Texas is listed as one of the states where you can go topless, according to the advocacy group GoTopless. That doesn't mean, however, that you should ditch the top without thinking about the consequences.

You could still be arrested for "disorderly conduct" or other offenses. On the advocacy group's website, the only city in Texas listed as "topless tested" is Austin.

This also marks the first summer since the court ruling that led to a lifting of the ban on being topless in Utah, Kansas, Colorado, Wyoming, New Mexico, and Oklahoma. It was big news back in September of 2019 that the one ruling affected so many.

That doesn't mean you can cross state lines and immediately lose your top. There was more to the story. That decision wasn't "binding" everywhere.

If your summer travel plans include taking an outing to Utah, for instance, you can still get in trouble for being topless in public. Oklahoma is also continuing to enforce public decency laws.

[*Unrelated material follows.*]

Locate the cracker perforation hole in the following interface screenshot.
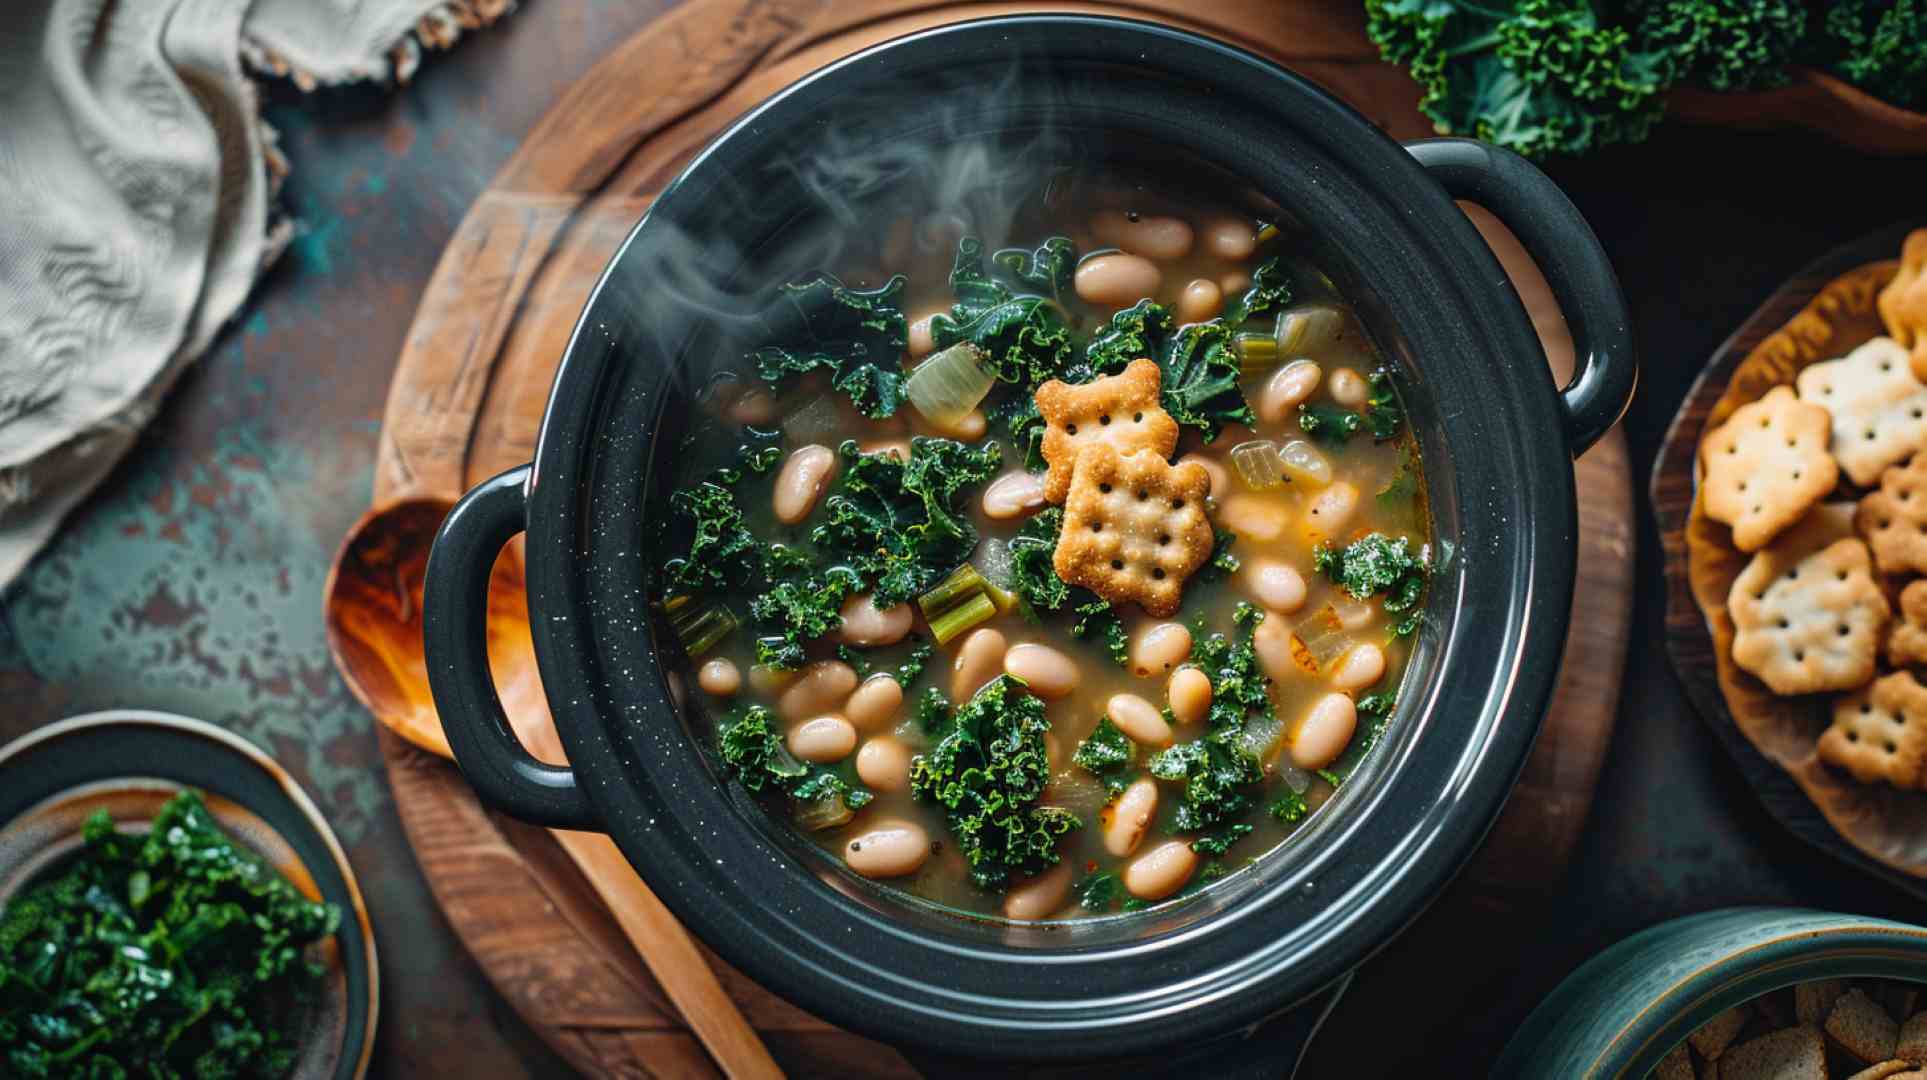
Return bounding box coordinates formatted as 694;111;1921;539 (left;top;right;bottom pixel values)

If you consider yourself to be a naturist, there is only one nude beach in all of Texas. It's Hippie Hollow Park at Lake Travis in northwest Austin. They're the state's only legally recognized clothing-optional public park. They are closed til further notice, though, due to Covid-19.

There are some "unofficial" nude beaches in Texas. McFaddin Beach, about 34 miles from Galveston, is one. They do mention that it is still not legal, so you don your birthday suit at your own risk.

Others are just north of South Padre Island.

While I can totally support the desire to be tan-line free this summer, be sure to do a little research into the laws before you go, well, topless.